The vast majority of some 2,500 commercial kiosks remaining in Yerevan will not be closed for the time being, Mayor Karen Karapetian confirmed on Tuesday.

Karapetian said that municipal authorities will dismantle only about 200 kiosks in the coming weeks as part of his highly controversial efforts to regulate street trade in the Armenian capital.

“When we finish removing them we will announce our next step,” he told the municipal council dominated by his loyalists.

According to the mayor’s office, some 900 small shops have been shut down since the beginning of the year. The office claims that they either lacked valid government licenses or were located on “central streets” and “interfered with the normal work of the city.”

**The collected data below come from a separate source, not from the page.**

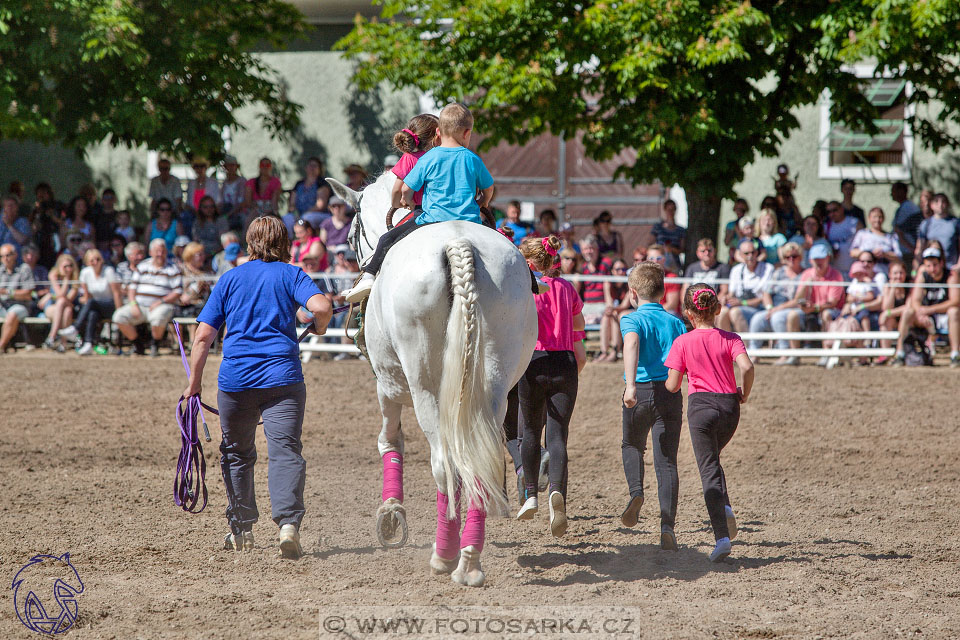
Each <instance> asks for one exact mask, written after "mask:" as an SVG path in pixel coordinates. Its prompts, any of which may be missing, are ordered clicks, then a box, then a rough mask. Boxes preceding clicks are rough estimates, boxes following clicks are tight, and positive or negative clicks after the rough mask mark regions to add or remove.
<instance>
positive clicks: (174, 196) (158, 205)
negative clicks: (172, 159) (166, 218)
mask: <svg viewBox="0 0 960 640" xmlns="http://www.w3.org/2000/svg"><path fill="white" fill-rule="evenodd" d="M170 166H171V165H170V160H168V159H167V158H160V160H159V161H158V162H157V171H159V172H160V175H158V176H157V177H155V178H153V179H152V180H150V191H149V193H148V197H149V198H150V214H151V215H152V214H154V213H156V212H157V208H158V207H159V206H160V201H161V200H166V201H167V204H169V205H170V207H171V209H172V210H173V211H174V213H179V212H180V209H181V208H182V207H183V187H181V186H180V178H178V177H176V176H174V175H171V173H170Z"/></svg>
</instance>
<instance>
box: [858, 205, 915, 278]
mask: <svg viewBox="0 0 960 640" xmlns="http://www.w3.org/2000/svg"><path fill="white" fill-rule="evenodd" d="M883 219H884V215H883V209H881V208H880V207H874V208H872V209H870V212H869V213H868V214H867V222H868V223H869V224H870V226H869V228H867V229H861V230H860V231H857V235H855V236H853V243H852V244H851V245H850V255H851V256H853V257H854V258H857V259H859V258H860V254H861V253H862V252H864V251H869V252H870V253H872V254H873V257H874V260H875V261H876V268H877V269H878V270H879V271H880V272H882V273H884V274H885V273H887V264H888V263H889V262H890V261H891V260H899V259H900V258H902V257H903V253H902V252H901V251H900V241H899V240H898V239H897V236H895V235H894V234H892V233H887V232H885V231H884V230H883Z"/></svg>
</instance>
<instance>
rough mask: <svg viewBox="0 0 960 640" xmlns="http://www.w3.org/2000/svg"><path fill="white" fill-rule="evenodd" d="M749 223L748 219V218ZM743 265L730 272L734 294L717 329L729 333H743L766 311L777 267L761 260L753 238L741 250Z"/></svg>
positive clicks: (732, 296) (741, 245)
mask: <svg viewBox="0 0 960 640" xmlns="http://www.w3.org/2000/svg"><path fill="white" fill-rule="evenodd" d="M744 220H746V218H744ZM738 253H739V255H740V257H741V258H742V259H743V262H741V263H739V264H736V265H734V266H733V268H732V269H730V290H729V295H728V296H727V301H726V303H725V304H724V308H723V309H722V310H721V311H720V316H719V319H718V320H717V326H719V327H720V328H721V329H724V330H726V331H736V332H737V333H743V332H745V331H746V330H747V328H748V327H749V326H750V320H751V318H753V316H755V315H756V314H758V313H760V312H761V311H765V309H764V307H763V293H764V291H765V290H766V288H767V282H768V281H769V280H770V276H771V274H772V273H773V270H774V268H773V265H772V264H770V263H769V262H766V261H763V260H760V252H759V250H758V249H757V248H756V246H755V245H754V241H753V240H752V239H750V238H744V239H743V240H742V241H741V242H740V247H739V249H738Z"/></svg>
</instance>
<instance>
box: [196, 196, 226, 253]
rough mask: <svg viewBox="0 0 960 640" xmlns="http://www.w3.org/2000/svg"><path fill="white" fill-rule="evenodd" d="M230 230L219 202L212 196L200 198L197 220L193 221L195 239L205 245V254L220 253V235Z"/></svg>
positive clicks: (201, 243)
mask: <svg viewBox="0 0 960 640" xmlns="http://www.w3.org/2000/svg"><path fill="white" fill-rule="evenodd" d="M229 230H230V223H228V222H227V218H226V217H225V216H224V217H220V214H219V213H218V212H217V203H216V201H215V200H214V199H213V197H211V196H203V197H202V198H200V203H199V206H198V207H197V220H196V222H194V223H193V240H194V242H199V243H200V244H202V245H203V251H204V255H206V256H210V257H213V256H215V255H217V254H218V253H220V249H222V247H221V246H220V236H221V235H222V234H224V233H226V232H227V231H229Z"/></svg>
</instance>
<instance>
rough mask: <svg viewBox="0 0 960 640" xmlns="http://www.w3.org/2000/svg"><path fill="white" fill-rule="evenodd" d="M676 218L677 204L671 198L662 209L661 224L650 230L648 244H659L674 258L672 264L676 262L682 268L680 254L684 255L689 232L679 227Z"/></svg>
mask: <svg viewBox="0 0 960 640" xmlns="http://www.w3.org/2000/svg"><path fill="white" fill-rule="evenodd" d="M676 218H677V203H676V202H674V201H673V200H670V199H669V198H668V199H667V200H664V201H663V206H662V207H661V208H660V222H658V223H657V224H655V225H653V228H652V229H651V230H650V237H649V242H648V243H647V244H659V245H660V246H662V247H663V248H664V251H666V253H667V254H668V255H670V256H671V257H672V260H671V262H676V264H677V265H678V266H680V265H682V262H681V260H680V254H682V253H683V248H684V243H685V242H686V239H687V230H686V228H684V227H680V226H678V225H677V222H676Z"/></svg>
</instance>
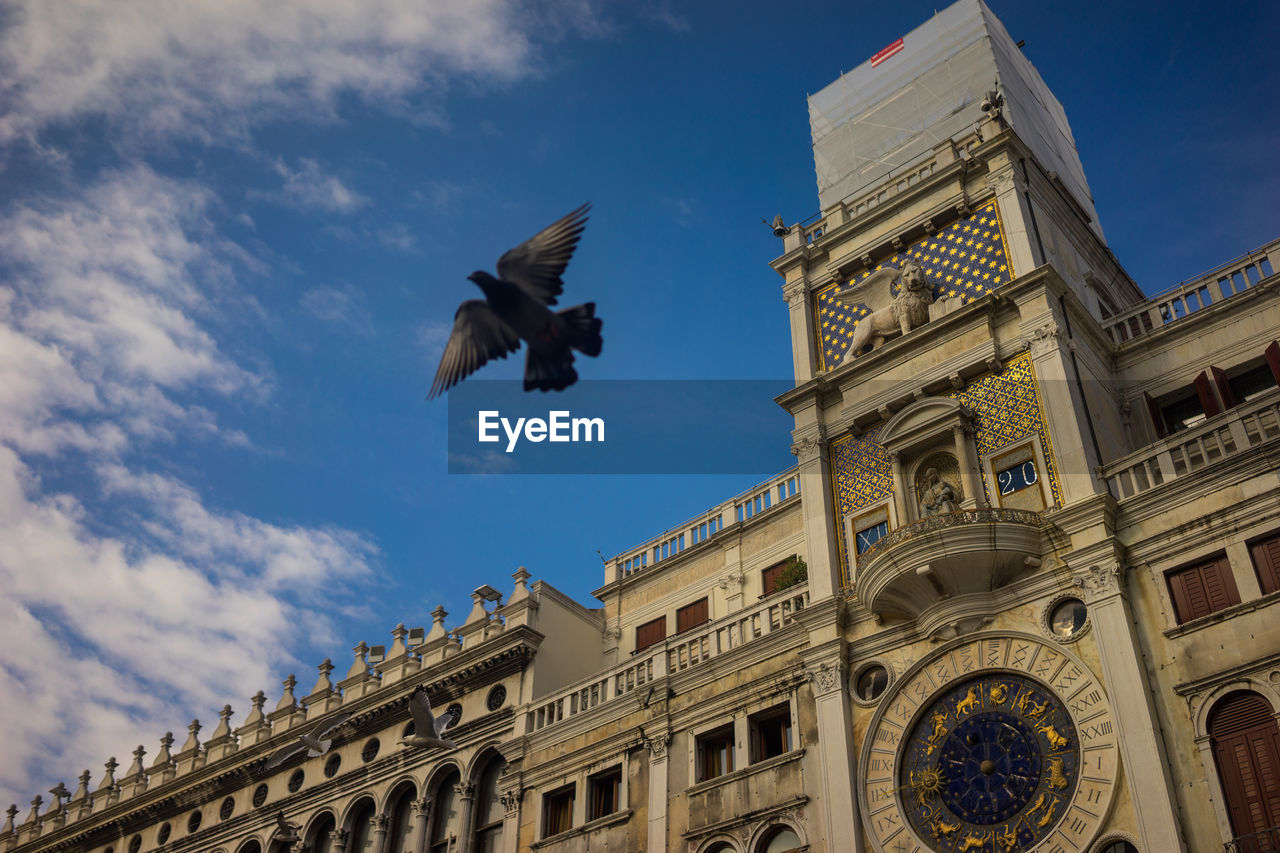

Armenia -- Yerevan Mayor Karen Karapetian at a press conference, Yerevan, 21 June, 2011

The process has been accompanied by street protests and even resistance by some of their owners backed by Armenia’s leading opposition forces and the state human rights ombudsman, Karen Andreasian. Prime Minister Tigran Sarkisian also expressed concern in July before Karapetian promised that the kiosks will not be closed en masse.

Deputy Mayor Taron Markarian repeated these assurances during hearings on the issue held in the Armenian parliament last week.

While pledging to scale back the kiosk closures for now, Karapetian again dismissed the argument that scores of people are losing their sole source of income. “Generally, there are no poor kiosk owners on central streets because a poor person could not have opened a kiosk in the city center,” he told the Yerevan assembly.

The remarks were condemned by dozens of mostly middle-aged and elderly kiosk owners who demonstrated outside the municipality. “Let them come and see how rich I am,” scoffed one man.

“They are rich, not we,” said another protester. “You can’t become rich by selling newspapers.”